Abstract INTRODUCTION When treating oligodendroglioma, choosing between temozolomide (TMZ) and procarbazine, lomustine, and vincristine (PCV), with concurrent radiotherapy still poses a challenge. Given the commonality of tumor recurrence, optimizing progression-free survival while minimizing adverse effects is crucial to improving quality of life. We compare survival and adverse effects of patients treated for oligodendroglioma with PCV-based vs TMZ-based adjuvant therapy. METHODS 87 patients treated for oligodendroglioma between 1994-2022 were retrospectively reviewed. Progression-free survival (PFS) and overall survival (OS) from initial resection were compared between PCV-based or TMZ-based treatment groups using Kaplan-Meier and multi-variable Cox survival analysis. RESULTS The median age at diagnosis was 41 years and 62% were male. After initial resection, 42.8% received PCV-based treatment and 57.2% received TMZ-based treatment. Treatment groups were balanced in the following variables: age, tumor genetic profiling, extent of resection, and KPS score. However, more patients in the TMZ-based group received concurrent radiation. The entire cohort had a 6.3-year PFS and 21.0-year OS. The median time to recurrence was significantly longer in those treated with PCV (12 years) compared to those treated with TMZ (4.7 years). PFS [HR = 0.46, p = 0.04] and OS [HR = 0.26, p = 0.04] were significantly longer in those receiving PCV-based treatment compared to TMZ-based treatment (Fig. 1).

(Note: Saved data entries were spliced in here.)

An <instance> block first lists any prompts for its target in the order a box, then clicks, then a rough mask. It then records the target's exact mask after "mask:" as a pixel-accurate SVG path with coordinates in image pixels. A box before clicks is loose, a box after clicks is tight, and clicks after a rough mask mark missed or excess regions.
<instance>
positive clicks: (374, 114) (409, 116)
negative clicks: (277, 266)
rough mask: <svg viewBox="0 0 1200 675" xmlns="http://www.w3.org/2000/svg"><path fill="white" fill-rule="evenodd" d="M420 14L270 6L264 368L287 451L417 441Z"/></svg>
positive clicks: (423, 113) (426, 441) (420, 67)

After adjusting for aforementioned variables, Cox regression analysis revealed no difference in OS between PCV- and TMZ-based treatment. The overall adverse effect rate did not significantly differ between PCV-based and TMZ-based treatment (25% vs. 28.1%, p &amp;gt; 0.99). CONCLUSIONS PCV treatment confers longer progression-free survival than TMZ treatment for oligodendroglioma patients, noting that most patients in our series received concurrent radiation with TMZ, and those receiving PCV not having received upfront radiation. Pending clinical trial results, our findings suggest PCV-based therapy warrants consideration as the preferred therapeutic option for oligodendroglioma patients.